NAISS
SUPR
NAISS Projects
SUPR
DFT and ML Based Study of Electronic and Magnetic Phenomena in Materials Relevant to Spintronics and their Energy Applications
Dnr:

NAISS 2026/4-862

Type:

NAISS Small

Principal Investigator:

Ali Sufyan

Affiliation:

Lunds universitet

Start Date:

2026-06-01

End Date:

2027-06-01

Primary Classification:

10304: Condensed Matter Physics

Allocation

Abstract

This continuation proposal builds directly on the successful outcomes of our completed NAISS 2025/22-644 project, in which Tetralith resources enabled three high-impact publications on altermagnetic band splitting, exotic topological states in pyrite OsS₂, and sustainable energy-related materials. We propose to advance this research by combining density functional theory (DFT) with high-throughput computational workflows and state-of-the-art machine learning (ML) techniques to accelerate the discovery of novel materials for spintronics and energy applications.

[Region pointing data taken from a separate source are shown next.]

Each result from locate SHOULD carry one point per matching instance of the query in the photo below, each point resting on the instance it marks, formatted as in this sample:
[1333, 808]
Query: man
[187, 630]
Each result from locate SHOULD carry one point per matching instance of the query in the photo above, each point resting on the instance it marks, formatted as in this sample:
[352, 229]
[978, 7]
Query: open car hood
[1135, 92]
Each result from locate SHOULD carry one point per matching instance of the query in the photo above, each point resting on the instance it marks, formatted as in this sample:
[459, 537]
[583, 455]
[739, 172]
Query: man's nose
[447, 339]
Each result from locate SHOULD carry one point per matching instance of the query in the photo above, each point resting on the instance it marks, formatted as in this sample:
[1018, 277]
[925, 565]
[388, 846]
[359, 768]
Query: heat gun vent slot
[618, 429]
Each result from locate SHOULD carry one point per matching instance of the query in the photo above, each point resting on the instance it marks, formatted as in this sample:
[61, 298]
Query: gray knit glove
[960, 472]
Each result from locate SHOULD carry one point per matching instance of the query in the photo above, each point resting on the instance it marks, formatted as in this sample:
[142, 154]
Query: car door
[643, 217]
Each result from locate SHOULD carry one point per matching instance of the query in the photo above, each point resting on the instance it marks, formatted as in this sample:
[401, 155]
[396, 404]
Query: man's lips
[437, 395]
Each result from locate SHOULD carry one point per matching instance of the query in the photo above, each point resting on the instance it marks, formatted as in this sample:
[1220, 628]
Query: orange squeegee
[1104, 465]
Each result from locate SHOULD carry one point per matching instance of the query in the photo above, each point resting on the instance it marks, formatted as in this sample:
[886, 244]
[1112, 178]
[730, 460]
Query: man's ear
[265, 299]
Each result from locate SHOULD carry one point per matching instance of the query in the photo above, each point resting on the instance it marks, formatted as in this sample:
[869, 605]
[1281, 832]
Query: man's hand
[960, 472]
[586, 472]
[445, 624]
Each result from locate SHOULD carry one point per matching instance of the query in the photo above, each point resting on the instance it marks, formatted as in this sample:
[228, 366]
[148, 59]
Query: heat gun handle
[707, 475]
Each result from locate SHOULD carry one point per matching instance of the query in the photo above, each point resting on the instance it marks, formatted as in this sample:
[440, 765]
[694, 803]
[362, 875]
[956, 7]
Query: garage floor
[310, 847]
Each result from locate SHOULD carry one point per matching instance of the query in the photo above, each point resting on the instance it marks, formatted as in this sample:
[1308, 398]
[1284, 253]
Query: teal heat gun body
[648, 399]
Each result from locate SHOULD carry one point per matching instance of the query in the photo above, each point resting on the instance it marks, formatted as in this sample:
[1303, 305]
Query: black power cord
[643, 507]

The project will focus on three interconnected directions: (1) expanding high-throughput screening of altermagnetic and magnetic topological materials using ML-guided selection and surrogate models trained on our previous DFT datasets, enabling efficient exploration of larger chemical spaces while significantly reducing computational cost; (2) detailed characterization of two-dimensional (2D) materials exhibiting nonlinear Hall effect, Rashba spin-orbit splitting, shift current, and robust topological surface states, with particular emphasis on their integration into spintronic devices; and (3) investigation of energy-relevant properties, including spin-polarized transport and magnetoelectric coupling, in candidate materials for low-power electronics and sustainable energy technologies. By integrating DFT calculations (performed with VASP or equivalent codes on Tetralith) with machine-learning interatomic potentials, active learning, and property-prediction models, we will elucidate fundamental phenomena such as spin-orbit coupling, exchange interactions, and electronic band structures at unprecedented scale and accuracy. This hybrid DFT–ML approach will deliver not only new candidate materials but also open datasets and predictive models that can guide experimental synthesis and device fabrication. The proposed work will provide crucial insights for next-generation spintronic devices (e.g., altermagnet-based memory and sensors) and contribute to energy-efficient and environmentally sustainable material solutions, fully leveraging the national HPC resources at NSC.